Hmm. I couldn’t quite see Megan working overtime to meet me, but if she did, then I was in worse trouble than I thought.

 

“Okay, I’d better get him and go.” She let me go to the back by myself, and Max was as glad to see me as always. I took the time to let him outside before our long drive, and then took him out the front door on a leash I found hanging by his kennel. It was good to see him walking easily, though with a funny gait because he wasn’t putting one foot down. He jumped easily into my car and we headed down to Boulder.

 

“What’s Erin mad at me about, Max?” I asked. Max must not have liked my choice of conversational topic, because he yawned with a whine at the end and put his head down. I’d just have to bite the bullet and ask Erin when I saw her.

 

The trouble was, I didn’t see her. It was indeed Megan who greeted me again, albeit sullenly, when I got back to Sunshine with Max. By now it had been twenty-four hours since Erin refused to let me in, even longer since I’d held her in my arms. This wasn’t a temporary tiff—something was seriously wrong. With trepidation and against my better judgment, I asked Megan what it was.

 

“Oh, it probably had something to do with you fucking her while you’re engaged to Ashleigh Egren,” she said, trying hard for an offhand delivery and failing miserably.

 

“What? I’m not engaged to Ashleigh,” I said, gliding over the ‘fucking her’ remark as unworthy of my response. When had teenaged girls become as foul-mouthed as boys, anyway?

 

“Traci Evans says differently,” she returned.

 

“Who the hell is Traci Evans and why would her word be better than mine? I’m the guy that’s supposed to be engaged, here. Did she say that to Erin? Why?” The questions tumbled out, too fast for Megan to answer. I was frantic to straighten this out, but before I could, I had to know just what was going on.

 

“Don’t you know your fiancée’s friends? No, she didn’t say it to Erin, she said it to me, but I told Erin, because she needed to know.” The fake virtue made me sick. I’d seen the way this little troublemaker interacted with Erin, and there was nothing in it to make me believe that she would try to protect Erin. No, she’d told her out of pure spite and to make trouble between Erin and me. I wasn’t even sure anyone named Traci Evans had talked to her. Maybe she made it up herself.

 

 With effort, I restrained myself from throttling her. “Where’s Erin?” I demanded.

 

“I don’t know.
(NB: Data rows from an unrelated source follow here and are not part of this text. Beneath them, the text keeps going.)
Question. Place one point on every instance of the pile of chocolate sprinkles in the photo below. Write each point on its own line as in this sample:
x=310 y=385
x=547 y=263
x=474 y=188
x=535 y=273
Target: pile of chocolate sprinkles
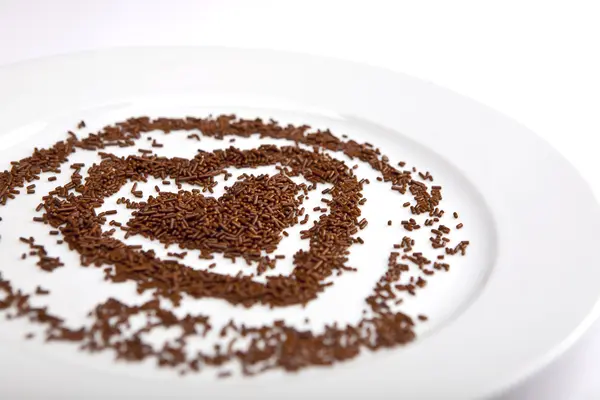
x=247 y=223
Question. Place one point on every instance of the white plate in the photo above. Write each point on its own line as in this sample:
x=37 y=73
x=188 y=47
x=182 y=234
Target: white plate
x=527 y=289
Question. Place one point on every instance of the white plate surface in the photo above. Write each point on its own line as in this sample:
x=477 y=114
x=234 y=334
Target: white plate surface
x=527 y=289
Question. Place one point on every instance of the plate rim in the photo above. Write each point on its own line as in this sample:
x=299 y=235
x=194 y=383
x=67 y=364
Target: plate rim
x=502 y=383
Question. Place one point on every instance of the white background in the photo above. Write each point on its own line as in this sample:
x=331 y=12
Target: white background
x=536 y=61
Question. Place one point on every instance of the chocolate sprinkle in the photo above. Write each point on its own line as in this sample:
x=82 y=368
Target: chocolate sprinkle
x=247 y=222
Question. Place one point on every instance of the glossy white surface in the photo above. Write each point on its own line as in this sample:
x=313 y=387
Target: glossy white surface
x=475 y=353
x=540 y=70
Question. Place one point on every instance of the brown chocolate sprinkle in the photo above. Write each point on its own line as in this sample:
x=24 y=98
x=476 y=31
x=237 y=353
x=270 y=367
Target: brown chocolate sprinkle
x=248 y=221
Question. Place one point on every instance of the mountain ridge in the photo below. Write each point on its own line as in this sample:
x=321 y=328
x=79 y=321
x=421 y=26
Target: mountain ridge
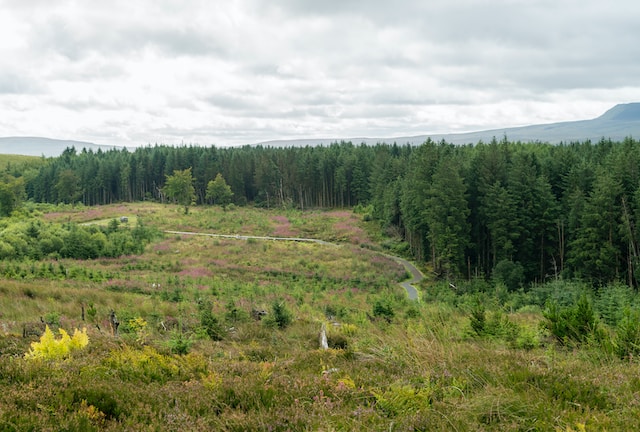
x=617 y=123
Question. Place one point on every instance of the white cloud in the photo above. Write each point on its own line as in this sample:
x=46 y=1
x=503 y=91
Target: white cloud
x=244 y=71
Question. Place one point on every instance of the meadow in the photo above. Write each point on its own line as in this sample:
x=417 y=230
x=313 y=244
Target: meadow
x=195 y=351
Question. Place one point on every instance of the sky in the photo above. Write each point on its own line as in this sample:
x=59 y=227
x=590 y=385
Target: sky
x=235 y=72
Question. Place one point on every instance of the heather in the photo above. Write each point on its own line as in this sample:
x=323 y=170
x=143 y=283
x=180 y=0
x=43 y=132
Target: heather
x=223 y=334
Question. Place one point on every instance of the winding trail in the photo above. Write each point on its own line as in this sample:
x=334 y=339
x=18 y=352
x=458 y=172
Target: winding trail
x=408 y=285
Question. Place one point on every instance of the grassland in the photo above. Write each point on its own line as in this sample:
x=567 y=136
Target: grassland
x=393 y=364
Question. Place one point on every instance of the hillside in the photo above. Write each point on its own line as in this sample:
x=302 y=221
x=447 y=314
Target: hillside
x=37 y=146
x=223 y=333
x=619 y=122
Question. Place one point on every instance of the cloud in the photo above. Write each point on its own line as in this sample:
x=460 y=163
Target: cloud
x=247 y=70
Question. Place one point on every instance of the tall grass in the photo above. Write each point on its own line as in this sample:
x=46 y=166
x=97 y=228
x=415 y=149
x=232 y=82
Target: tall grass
x=423 y=368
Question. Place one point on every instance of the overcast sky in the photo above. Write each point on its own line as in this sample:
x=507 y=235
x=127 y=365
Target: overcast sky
x=230 y=72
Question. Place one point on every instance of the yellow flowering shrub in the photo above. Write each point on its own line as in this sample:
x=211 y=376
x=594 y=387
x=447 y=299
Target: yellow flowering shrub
x=50 y=348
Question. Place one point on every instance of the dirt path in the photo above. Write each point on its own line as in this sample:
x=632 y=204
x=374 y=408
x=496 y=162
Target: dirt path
x=416 y=275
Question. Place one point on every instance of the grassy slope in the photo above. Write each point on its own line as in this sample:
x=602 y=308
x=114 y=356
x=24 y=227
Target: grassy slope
x=422 y=371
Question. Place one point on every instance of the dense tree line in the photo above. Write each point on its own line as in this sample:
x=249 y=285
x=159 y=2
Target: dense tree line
x=517 y=212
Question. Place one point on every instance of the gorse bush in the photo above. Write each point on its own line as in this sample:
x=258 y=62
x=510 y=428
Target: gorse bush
x=50 y=348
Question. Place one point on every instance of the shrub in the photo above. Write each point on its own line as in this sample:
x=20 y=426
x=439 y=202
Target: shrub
x=573 y=323
x=50 y=348
x=478 y=318
x=382 y=308
x=510 y=273
x=280 y=317
x=209 y=322
x=403 y=399
x=627 y=339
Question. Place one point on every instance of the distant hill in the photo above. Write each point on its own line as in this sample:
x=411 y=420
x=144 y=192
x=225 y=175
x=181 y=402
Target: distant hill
x=618 y=123
x=35 y=146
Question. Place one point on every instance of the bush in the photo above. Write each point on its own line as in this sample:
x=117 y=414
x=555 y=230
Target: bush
x=382 y=308
x=50 y=348
x=510 y=273
x=209 y=322
x=280 y=317
x=627 y=339
x=574 y=323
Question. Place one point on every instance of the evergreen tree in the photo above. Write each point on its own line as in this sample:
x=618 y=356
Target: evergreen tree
x=179 y=187
x=219 y=191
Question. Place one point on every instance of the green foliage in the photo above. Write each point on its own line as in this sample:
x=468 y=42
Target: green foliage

At home, probably. She doesn’t want to see you,” she added.

 

“Never mind that. Listen, is this Traci person real? Because if I find out you made that up, I’ll make you sorry.” I had no idea what I could do to accomplish that goal, but accomplish it I would, if it was the last thing I did.

 

“She’s real. Why don’t you ask your fiancée?”

 

“Stop calling her that! It isn’t true, so quit repeating it or so help me…”

 

“So help you what? You’ll hurt me? Try it,” she said, taking a small object out of her drawer. “This is Mace, so go ahead, try to hurt me.”

 

Disgusted, I pushed past her with Max, whose head had sunk low with the tension and angry words. I settled him with food and fresh water, then left without speaking again to Megan. She had done enough damage, and I needed to get to Erin.